Updated on 2024-10-23 GMT+08:00

Writing Data to HBase Tables In Batches Using SparkStreaming

Scenario

You can use HBaseContext to perform operations on HBase in Spark applications and write streaming data to HBase tables using the streamBulkPut interface.

Data Planning

  1. Create a session connected to the client and run the hbase shell command in the session to go to the HBase command line.
  2. Run the following command in the HBase command line to create an HBase table:

    create 'streamingTable','cf1'

  3. In another session of the client, run the Linux command to construct a port for receiving data. The command may be different for servers running different operating systems. For the SUSE operating system, the following command is used: netcat -lk 9999.

    nc -lk 9999

    To construct a port for receiving data, you need to install netcat on the server where the client is located.

Development Guideline

  1. Use SparkStreaming to continuously read data from a specific port.
  2. Write the read Dstream to HBase tables through the streamBulkPut interface.

Packaging the Project

  • Use the Maven tool provided by IDEA to pack the project and generate a JAR file. For details, see Writing and Running the Spark Program in the Linux Environment.
  • Upload the JAR package to any directory (for example, $SPARK_HOME) on the server where the Spark client is located.

    To run the Spark on HBase sample project, set spark.yarn.security.credentials.hbase.enabled (false by default) in the spark-defaults.conf file on the Spark client to true.
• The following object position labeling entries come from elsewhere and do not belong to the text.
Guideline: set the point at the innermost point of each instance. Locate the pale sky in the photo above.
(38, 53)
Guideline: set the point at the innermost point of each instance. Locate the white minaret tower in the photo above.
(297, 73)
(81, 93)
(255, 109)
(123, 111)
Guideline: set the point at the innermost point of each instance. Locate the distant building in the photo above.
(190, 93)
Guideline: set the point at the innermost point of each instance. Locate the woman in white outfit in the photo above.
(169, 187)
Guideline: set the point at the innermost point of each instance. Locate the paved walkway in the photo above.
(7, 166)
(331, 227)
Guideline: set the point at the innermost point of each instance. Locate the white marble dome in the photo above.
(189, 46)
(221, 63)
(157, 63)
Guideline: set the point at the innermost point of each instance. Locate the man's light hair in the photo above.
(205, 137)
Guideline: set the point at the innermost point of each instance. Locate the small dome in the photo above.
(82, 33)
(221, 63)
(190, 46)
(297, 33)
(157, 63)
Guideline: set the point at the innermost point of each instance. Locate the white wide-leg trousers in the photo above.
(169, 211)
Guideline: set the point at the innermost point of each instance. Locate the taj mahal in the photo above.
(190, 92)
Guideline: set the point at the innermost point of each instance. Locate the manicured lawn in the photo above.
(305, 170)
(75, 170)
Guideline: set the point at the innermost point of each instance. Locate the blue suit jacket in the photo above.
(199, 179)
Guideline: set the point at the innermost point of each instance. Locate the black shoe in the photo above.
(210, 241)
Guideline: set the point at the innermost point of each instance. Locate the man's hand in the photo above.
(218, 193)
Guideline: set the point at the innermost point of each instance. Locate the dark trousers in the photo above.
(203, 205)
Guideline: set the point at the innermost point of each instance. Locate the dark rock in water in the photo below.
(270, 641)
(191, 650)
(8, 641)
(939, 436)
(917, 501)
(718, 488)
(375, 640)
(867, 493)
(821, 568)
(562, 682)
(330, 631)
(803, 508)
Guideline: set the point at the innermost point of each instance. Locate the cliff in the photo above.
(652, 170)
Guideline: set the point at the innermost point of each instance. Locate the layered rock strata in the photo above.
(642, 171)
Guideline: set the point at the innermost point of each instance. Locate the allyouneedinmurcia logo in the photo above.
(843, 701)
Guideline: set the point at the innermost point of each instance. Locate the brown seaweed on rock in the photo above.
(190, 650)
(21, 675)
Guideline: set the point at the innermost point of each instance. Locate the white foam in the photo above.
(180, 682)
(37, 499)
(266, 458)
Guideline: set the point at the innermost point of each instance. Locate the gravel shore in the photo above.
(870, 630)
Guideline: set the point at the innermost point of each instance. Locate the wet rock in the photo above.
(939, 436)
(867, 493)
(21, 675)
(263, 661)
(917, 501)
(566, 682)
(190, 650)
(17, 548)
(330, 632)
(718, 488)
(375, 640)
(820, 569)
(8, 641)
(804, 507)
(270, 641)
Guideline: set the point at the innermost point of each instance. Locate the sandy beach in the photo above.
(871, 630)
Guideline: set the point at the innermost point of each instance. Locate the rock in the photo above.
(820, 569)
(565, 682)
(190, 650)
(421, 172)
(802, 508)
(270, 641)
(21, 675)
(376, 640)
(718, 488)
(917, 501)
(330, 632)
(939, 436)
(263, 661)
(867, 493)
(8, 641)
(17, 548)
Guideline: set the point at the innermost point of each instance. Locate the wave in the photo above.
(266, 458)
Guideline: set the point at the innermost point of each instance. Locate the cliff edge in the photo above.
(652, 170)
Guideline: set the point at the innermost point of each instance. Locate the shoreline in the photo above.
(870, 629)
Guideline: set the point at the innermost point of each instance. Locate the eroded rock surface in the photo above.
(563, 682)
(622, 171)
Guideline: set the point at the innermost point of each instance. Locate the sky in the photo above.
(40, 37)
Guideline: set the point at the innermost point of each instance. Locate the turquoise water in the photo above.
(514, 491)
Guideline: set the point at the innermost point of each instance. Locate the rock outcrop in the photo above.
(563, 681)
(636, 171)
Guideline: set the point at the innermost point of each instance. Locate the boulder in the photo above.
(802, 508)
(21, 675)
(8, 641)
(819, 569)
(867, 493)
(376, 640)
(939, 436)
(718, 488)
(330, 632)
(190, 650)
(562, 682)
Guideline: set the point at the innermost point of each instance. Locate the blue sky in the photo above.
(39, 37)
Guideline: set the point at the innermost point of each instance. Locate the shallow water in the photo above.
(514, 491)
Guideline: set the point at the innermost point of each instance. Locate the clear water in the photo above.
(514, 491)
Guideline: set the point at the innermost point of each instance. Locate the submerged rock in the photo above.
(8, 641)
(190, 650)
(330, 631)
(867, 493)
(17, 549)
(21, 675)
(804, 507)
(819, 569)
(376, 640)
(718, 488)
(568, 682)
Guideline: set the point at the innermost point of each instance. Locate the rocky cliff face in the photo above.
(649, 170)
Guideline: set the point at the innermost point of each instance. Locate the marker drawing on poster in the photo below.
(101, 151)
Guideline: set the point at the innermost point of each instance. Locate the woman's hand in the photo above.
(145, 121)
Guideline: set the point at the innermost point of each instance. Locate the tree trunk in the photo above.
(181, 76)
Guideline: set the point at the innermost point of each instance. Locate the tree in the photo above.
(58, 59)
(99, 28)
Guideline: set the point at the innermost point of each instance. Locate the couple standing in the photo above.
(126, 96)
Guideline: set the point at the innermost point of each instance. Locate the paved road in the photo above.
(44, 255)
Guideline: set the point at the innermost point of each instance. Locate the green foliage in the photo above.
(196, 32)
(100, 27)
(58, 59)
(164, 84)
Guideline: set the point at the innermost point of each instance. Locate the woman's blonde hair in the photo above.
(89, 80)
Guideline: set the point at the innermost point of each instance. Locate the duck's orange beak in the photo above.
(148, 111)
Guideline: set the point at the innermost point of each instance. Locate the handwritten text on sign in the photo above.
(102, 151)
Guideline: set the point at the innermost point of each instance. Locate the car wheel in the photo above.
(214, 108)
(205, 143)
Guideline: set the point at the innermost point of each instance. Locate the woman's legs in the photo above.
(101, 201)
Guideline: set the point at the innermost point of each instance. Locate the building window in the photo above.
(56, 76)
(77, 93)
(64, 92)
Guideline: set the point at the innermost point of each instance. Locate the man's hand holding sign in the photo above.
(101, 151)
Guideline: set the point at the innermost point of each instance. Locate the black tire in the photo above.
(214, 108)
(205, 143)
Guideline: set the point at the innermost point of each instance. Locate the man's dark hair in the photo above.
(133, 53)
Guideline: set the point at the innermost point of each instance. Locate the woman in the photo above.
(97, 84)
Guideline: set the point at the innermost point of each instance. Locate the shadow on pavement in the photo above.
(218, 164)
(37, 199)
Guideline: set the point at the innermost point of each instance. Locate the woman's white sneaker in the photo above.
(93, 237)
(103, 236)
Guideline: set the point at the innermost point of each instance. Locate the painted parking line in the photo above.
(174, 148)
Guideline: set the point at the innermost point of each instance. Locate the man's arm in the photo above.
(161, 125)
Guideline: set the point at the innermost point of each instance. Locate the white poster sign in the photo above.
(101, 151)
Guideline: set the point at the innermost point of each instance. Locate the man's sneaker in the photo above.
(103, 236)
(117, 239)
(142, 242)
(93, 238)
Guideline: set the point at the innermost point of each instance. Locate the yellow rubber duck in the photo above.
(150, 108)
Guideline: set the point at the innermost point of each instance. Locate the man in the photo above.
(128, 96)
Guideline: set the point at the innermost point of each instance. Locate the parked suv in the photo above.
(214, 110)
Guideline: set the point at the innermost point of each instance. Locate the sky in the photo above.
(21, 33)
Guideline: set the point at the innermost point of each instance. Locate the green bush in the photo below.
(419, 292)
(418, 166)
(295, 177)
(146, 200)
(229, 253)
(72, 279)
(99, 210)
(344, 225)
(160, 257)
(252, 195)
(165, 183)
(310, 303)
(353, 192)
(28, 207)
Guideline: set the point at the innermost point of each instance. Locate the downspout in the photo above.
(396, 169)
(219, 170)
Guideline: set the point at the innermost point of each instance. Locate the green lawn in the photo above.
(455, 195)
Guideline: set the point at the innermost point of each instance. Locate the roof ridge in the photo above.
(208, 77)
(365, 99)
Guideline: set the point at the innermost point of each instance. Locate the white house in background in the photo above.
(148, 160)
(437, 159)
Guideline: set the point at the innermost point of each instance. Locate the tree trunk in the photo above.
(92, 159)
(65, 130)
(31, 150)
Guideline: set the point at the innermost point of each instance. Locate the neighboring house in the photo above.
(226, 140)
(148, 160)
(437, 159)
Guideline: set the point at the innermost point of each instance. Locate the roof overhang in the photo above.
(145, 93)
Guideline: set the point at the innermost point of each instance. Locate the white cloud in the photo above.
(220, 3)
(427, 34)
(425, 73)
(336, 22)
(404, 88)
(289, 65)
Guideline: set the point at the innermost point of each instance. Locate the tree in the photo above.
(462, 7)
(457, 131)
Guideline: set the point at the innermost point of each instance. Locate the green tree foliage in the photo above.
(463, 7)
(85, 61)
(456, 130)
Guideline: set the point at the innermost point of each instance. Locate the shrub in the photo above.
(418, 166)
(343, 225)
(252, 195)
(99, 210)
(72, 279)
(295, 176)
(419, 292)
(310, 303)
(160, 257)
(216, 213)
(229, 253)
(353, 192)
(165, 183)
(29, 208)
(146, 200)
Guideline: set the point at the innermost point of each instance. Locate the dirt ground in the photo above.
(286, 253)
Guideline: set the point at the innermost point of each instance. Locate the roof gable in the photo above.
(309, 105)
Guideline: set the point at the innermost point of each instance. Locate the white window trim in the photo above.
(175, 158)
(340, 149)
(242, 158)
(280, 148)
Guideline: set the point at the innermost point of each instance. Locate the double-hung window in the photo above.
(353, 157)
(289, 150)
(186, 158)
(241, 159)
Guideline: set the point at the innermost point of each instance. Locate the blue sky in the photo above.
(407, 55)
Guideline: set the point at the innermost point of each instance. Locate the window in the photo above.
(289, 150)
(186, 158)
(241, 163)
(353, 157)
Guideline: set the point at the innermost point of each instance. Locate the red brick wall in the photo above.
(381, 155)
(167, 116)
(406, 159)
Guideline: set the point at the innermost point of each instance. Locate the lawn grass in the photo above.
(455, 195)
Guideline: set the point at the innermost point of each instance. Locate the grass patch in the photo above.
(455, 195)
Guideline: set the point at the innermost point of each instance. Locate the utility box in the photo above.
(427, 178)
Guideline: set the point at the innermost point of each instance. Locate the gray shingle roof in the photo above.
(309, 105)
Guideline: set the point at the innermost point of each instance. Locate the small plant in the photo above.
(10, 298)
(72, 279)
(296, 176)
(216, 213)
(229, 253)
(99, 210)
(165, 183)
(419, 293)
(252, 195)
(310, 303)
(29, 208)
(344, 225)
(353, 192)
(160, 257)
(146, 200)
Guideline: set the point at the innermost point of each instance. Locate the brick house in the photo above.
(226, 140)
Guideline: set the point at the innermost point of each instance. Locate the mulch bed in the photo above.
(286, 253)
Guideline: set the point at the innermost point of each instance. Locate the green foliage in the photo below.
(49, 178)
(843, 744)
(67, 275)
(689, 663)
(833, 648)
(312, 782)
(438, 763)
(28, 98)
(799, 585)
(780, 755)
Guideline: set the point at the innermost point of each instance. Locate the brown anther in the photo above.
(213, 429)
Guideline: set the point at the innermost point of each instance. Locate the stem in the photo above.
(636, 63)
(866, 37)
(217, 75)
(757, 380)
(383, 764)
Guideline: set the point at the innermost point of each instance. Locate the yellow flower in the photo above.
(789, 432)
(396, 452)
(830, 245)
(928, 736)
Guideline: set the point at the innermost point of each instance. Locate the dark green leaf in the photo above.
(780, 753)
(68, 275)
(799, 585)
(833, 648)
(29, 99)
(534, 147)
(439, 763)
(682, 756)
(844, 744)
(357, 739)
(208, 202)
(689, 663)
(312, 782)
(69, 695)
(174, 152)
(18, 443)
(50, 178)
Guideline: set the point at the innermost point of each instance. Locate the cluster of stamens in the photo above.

Changing the spark.yarn.security.credentials.hbase.enabled value does not affect existing services. (To uninstall the HBase service, you need to change the value of this parameter back to false.) Set the value of the configuration item spark.inputFormat.cache.enabled to false.

Submitting Commands

Assume that the JAR package name is spark-hbaseContext-test-1.0.jar that is stored in the $SPARK_HOME directory on the client. The following commands are executed in the $SPARK_HOME directory, and Java is displayed before the class name of the Java interface. For details, see the sample code.

  • yarn-client mode:

    Java/Scala version. (The class name must be the same as the actual code. The following is only an example.) ${ip} must be the IP address of the host where the nc -lk 9999 command is executed.

    bin/spark-submit --master yarn --deploy-mode client --class com.huawei.bigdata.spark.examples.streaming.JavaHBaseStreamingBulkPutExample SparkOnHbaseJavaExample-1.0.jar ${ip} 9999 streamingTable cf1

    Python version. (The file name must be the same as the actual one. The following is only an example.)

    bin/spark-submit --master yarn --jars SparkOnHbaseJavaExample-1.0.jar HBaseStreamingBulkPutExample.py ${ip} 9999 streamingTable cf1

  • yarn-cluster mode:

    Java/Scala version. (The class name must be the same as the actual code. The following is only an example.) ${ip} must be the IP address of the host where the nc -lk 9999 command is executed.

    bin/spark-submit --master yarn --deploy-mode client --deploy-mode cluster --class com.huawei.bigdata.spark.examples.streaming.JavaHBaseStreamingBulkPutExample SparkOnHbaseJavaExample-1.0.jar ${ip} 9999 streamingTable cf1

    Python version. (The file name must be the same as the actual one. The following is only an example.)

    bin/spark-submit --master yarn --deploy-mode cluster --jars SparkOnHbaseJavaExample-1.0.jar HBaseStreamingBulkPutExample.py ${ip} 9999 streamingTable cf1

Java Sample Code

The following code snippet is only for demonstration. For details about the code, see the JavaHBaseStreamingBulkPutExample file in SparkOnHbaseJavaExample.

The awaitTerminationOrTimeout() method is used to set the task timeout interval (in milliseconds). You are advised to set this parameter based on the expected task execution time.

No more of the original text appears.